Jorge: a estratégia para voltar ao Senado que revela não haver estratégia nenhuma

Depois de ser humilhado duas vezes nas urnas, Jorge Viana reapareceu nesta segunda-feira (17) para uma conversa com lideranças do que restou do PT no Acre. O encontro, realizado na casa do ex-governador, serviu para ele anunciar o que todo mundo já sabia: vai tentar de novo uma vaga no Senado em 2026. A surpresa não está na candidatura, mas na estratégia — ou na ausência dela.

O plano, segundo o próprio Jorge, é se inspirar em 1994, quando o partido lançou Marina Silva sozinha ao Senado. Deu certo. Ela venceu com votação histórica e virou a senadora mais jovem da história do Brasil. Quase 30 anos depois, Viana quer tentar o mesmo — mas há um pequeno detalhe: o cenário mudou, e muito.

Naquela época, o PT ainda engatinhava no Acre. Foi só com a eleição de Jorge Viana ao governo, em 1998, que o partido virou uma potência no estado, conquistando prefeituras, bancadas e corações. Durante anos, dizia-se por lá que Jorge elegia até poste. Hoje, o poste está de pé — e o partido, desmontado.

O PT não tem mais deputado estadual, nem federal, nem prefeito em nenhuma cidade do Acre. E nas últimas eleições, elegeu apenas um vereador na capital. Isso mesmo: um. E é com esse lastro que se fala agora em “recomeçar a história”.

Mas Jorge Viana está animado. Disse que aceita o “chamamento” e sugeriu um projeto coletivo. Segundo ele, o PT deve tentar “ter dois votos” para “ver se elege um senador”. É bonito no discurso — mas esbarra na velha máxima de Garrincha.

Reza a lenda que, ao ouvir do técnico Vicente Feola a estratégia para vencer os soviéticos na Copa de 1958 — que incluía jogadas pelas pontas e cruzamentos na área — Garrincha, com a naturalidade dos gênios, teria perguntado:
“Tá legal, mas já combinaram isso com os russos?”
A frase virou sinônimo de planos que desconsideram a realidade do outro lado.
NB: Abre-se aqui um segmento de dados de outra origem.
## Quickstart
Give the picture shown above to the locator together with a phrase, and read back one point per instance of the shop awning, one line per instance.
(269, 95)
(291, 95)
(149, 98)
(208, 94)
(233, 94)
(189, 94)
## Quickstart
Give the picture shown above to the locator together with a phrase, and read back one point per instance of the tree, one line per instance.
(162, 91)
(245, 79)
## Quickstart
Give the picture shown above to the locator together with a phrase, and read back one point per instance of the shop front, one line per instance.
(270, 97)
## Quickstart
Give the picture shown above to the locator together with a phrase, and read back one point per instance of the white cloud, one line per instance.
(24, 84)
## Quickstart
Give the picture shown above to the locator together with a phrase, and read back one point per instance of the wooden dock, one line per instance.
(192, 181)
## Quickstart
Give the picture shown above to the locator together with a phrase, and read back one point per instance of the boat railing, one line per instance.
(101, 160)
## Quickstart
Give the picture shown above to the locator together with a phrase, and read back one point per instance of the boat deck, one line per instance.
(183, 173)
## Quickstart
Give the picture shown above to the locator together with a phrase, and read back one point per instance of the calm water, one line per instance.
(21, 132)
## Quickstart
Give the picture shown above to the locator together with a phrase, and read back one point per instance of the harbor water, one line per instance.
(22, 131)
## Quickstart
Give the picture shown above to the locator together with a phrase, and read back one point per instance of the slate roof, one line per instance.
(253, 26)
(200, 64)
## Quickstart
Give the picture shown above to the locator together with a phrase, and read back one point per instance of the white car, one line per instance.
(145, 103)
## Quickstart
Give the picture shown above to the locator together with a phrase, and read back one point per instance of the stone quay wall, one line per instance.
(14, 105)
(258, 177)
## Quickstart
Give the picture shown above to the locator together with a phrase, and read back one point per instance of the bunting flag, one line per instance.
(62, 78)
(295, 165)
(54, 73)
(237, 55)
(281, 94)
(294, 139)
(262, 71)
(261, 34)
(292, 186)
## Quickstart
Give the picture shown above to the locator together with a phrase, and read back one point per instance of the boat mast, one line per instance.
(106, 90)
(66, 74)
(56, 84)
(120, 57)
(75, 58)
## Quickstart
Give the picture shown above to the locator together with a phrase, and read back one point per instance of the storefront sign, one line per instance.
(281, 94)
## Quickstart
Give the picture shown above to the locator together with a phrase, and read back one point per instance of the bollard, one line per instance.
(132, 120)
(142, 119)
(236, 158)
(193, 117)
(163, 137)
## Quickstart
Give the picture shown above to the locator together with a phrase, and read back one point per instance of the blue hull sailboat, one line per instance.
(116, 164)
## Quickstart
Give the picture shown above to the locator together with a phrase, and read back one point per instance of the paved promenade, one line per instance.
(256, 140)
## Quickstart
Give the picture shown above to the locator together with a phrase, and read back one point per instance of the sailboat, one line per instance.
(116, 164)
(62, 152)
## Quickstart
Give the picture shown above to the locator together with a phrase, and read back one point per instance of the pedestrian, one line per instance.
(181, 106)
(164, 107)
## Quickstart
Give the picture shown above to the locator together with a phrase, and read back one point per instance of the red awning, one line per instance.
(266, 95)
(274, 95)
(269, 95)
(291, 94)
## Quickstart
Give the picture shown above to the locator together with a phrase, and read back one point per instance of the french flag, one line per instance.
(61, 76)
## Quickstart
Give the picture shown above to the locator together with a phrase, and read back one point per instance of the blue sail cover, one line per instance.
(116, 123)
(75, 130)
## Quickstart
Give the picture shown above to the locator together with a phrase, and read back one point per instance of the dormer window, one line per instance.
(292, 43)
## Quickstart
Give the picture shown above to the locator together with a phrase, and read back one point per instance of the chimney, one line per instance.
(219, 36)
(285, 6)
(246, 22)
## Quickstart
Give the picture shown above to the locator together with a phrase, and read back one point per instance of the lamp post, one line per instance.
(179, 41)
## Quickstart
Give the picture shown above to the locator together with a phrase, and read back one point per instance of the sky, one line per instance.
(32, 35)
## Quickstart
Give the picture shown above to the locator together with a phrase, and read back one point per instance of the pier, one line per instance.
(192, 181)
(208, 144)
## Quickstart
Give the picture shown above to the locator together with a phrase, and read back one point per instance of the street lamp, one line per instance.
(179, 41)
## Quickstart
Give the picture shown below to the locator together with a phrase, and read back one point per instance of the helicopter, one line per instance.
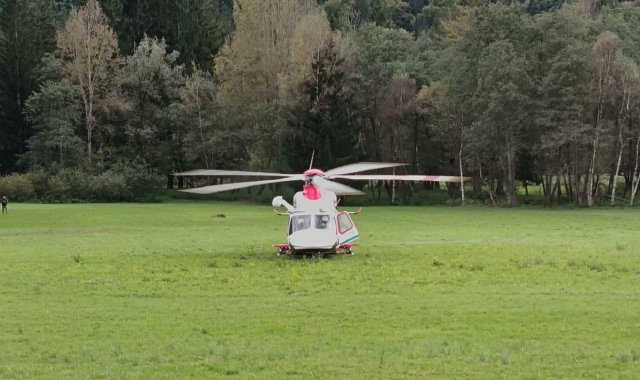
(316, 226)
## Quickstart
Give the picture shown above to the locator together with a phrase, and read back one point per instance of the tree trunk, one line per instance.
(461, 174)
(592, 166)
(615, 177)
(634, 188)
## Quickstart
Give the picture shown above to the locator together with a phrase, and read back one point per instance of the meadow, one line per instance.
(170, 291)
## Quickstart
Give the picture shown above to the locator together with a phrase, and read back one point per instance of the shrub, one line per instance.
(108, 186)
(16, 186)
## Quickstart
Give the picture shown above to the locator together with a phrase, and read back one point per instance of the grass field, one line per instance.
(127, 291)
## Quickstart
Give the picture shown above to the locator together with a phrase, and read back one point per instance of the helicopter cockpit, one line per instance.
(304, 222)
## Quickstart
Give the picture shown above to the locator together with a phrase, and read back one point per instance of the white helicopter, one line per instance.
(315, 224)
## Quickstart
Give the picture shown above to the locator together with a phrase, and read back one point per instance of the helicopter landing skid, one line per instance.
(345, 249)
(283, 249)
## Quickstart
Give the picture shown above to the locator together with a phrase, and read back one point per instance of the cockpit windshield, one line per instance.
(303, 222)
(322, 222)
(299, 223)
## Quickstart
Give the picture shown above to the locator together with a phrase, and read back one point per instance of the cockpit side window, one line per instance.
(299, 223)
(322, 222)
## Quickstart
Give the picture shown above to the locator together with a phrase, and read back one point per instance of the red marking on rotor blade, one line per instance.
(312, 193)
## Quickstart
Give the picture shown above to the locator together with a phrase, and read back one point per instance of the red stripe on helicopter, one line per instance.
(312, 193)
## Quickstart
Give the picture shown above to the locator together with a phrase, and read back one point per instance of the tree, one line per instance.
(89, 50)
(55, 114)
(562, 87)
(448, 121)
(27, 30)
(627, 92)
(249, 68)
(603, 87)
(198, 102)
(152, 83)
(323, 121)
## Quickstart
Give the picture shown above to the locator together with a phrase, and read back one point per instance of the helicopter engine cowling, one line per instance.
(280, 202)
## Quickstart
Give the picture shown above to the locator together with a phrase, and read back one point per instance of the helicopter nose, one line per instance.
(313, 239)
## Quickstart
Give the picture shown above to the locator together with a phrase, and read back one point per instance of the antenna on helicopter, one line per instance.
(311, 163)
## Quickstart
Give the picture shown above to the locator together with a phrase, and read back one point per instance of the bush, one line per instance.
(17, 186)
(108, 186)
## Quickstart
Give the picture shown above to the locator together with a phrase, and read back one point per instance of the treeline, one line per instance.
(509, 93)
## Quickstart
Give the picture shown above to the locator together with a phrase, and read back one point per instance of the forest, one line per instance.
(106, 99)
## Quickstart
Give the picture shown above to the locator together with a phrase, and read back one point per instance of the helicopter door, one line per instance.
(347, 231)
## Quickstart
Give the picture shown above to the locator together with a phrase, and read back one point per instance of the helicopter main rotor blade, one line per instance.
(220, 173)
(431, 178)
(239, 185)
(337, 188)
(359, 167)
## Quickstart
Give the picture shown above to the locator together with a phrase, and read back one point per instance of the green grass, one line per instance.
(170, 291)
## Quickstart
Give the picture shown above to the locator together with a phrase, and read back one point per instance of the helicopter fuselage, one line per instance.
(315, 224)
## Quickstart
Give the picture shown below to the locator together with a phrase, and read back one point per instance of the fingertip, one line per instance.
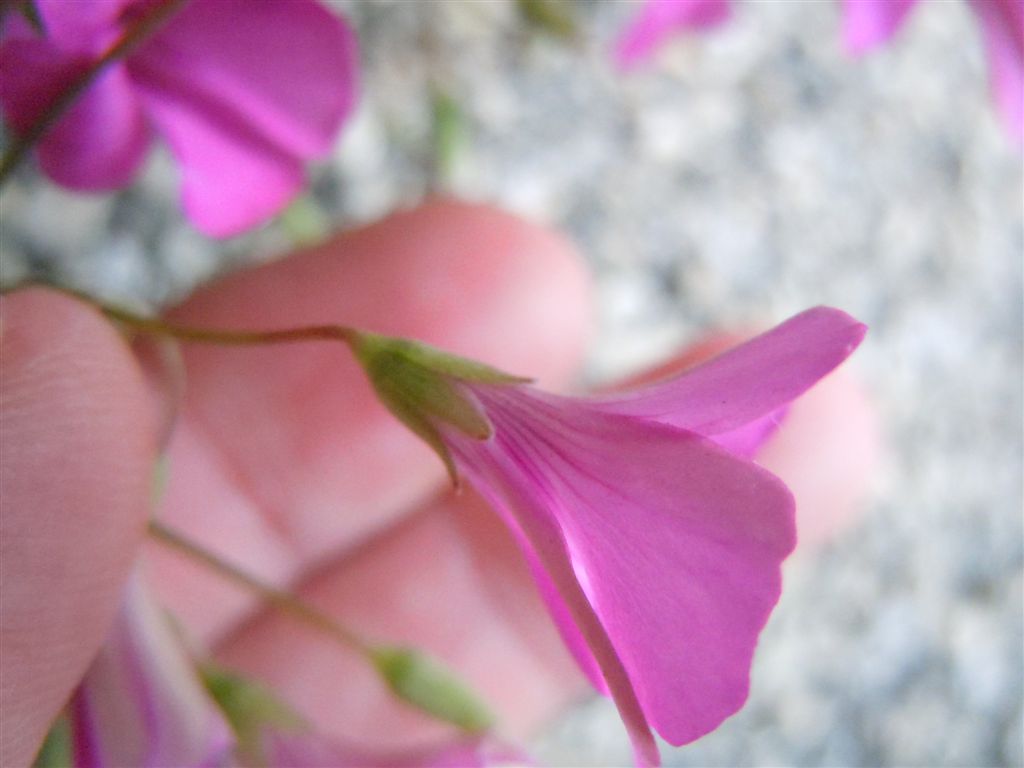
(76, 431)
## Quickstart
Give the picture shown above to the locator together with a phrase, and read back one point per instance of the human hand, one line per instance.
(283, 462)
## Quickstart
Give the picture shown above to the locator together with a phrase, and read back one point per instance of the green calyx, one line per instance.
(251, 709)
(430, 686)
(421, 386)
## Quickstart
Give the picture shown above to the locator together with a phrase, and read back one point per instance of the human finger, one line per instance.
(77, 448)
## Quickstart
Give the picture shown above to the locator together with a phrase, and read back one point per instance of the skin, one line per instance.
(282, 462)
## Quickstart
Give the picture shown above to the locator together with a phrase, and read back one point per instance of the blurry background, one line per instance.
(745, 174)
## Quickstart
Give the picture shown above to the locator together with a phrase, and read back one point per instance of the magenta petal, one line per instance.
(141, 702)
(751, 381)
(306, 750)
(231, 179)
(659, 19)
(748, 439)
(675, 543)
(34, 73)
(1003, 30)
(560, 612)
(84, 25)
(867, 24)
(100, 140)
(243, 92)
(286, 69)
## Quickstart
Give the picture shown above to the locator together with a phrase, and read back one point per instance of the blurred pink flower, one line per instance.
(654, 541)
(243, 92)
(141, 702)
(867, 24)
(305, 750)
(659, 19)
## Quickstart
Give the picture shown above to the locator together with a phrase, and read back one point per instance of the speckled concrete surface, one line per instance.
(747, 175)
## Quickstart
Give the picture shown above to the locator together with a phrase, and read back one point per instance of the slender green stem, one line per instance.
(283, 600)
(138, 33)
(216, 336)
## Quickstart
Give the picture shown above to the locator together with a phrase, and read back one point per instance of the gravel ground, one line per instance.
(749, 174)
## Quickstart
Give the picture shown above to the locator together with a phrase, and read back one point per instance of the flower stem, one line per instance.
(283, 600)
(216, 336)
(412, 676)
(136, 34)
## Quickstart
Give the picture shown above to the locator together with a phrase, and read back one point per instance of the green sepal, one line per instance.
(420, 385)
(430, 686)
(56, 750)
(250, 708)
(555, 17)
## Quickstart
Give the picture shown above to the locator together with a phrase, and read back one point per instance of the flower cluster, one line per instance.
(653, 539)
(242, 92)
(866, 24)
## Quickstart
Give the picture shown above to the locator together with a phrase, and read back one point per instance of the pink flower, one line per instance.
(660, 19)
(294, 750)
(867, 24)
(655, 543)
(243, 92)
(141, 702)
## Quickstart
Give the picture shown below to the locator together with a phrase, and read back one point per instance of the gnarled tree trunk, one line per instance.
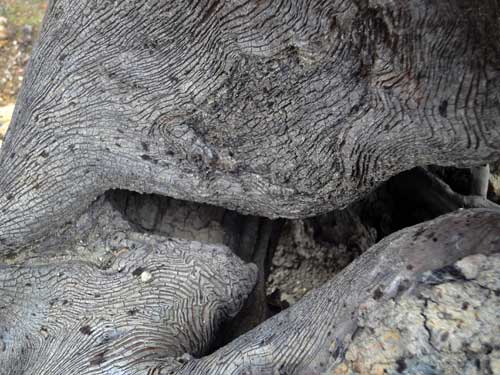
(278, 109)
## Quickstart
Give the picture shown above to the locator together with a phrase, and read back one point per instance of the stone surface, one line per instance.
(450, 327)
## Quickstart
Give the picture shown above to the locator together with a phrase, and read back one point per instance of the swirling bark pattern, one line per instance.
(278, 108)
(159, 300)
(312, 336)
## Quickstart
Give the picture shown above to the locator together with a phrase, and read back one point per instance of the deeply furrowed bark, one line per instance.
(275, 108)
(313, 336)
(117, 301)
(159, 304)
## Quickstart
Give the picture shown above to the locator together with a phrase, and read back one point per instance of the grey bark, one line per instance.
(153, 305)
(281, 109)
(313, 336)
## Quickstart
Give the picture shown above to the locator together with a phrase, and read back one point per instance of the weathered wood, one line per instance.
(313, 336)
(276, 108)
(116, 301)
(60, 316)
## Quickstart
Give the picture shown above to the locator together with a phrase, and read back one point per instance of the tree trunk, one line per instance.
(276, 109)
(152, 304)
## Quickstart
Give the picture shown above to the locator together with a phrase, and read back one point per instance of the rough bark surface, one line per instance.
(276, 108)
(117, 301)
(313, 336)
(132, 318)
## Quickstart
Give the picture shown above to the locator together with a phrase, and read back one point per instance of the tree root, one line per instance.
(156, 306)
No caso de Jorge Viana, os “russos” são os eleitores acreanos, que nas últimas duas eleições rejeitaram seu nome com gosto: primeiro, quando tentou voltar ao Senado; depois, quando disputou o governo em 2022. Em ambas, perdeu — e perdeu feio.

Participaram do encontro figuras conhecidas, como o ex-governador Binho Marques e o vereador André Kamai — provavelmente o último representante petista a ocupar uma cadeira eletiva no estado. Foi uma reunião simbólica, quase litúrgica, de um grupo que já foi governo e agora luta para ser lembrado.

Jorge tem razão quando diz que “ninguém se elege senador, a gente é eleito”. E isso passa, obrigatoriamente, por mais do que articulações internas. Passa por votos reais, de pessoas que hoje associam o PT a um passado distante — e, em muitos casos, indigesto.

A estratégia de “voltar às origens” pode até soar poética. Mas em política, poesia sem voto é só retórica. E repetir 1994 sem o mesmo partido, sem a mesma base e sem o mesmo prestígio é como montar um time e esquecer de combinar com os russos.

Ou melhor: com o eleitorado do Acre.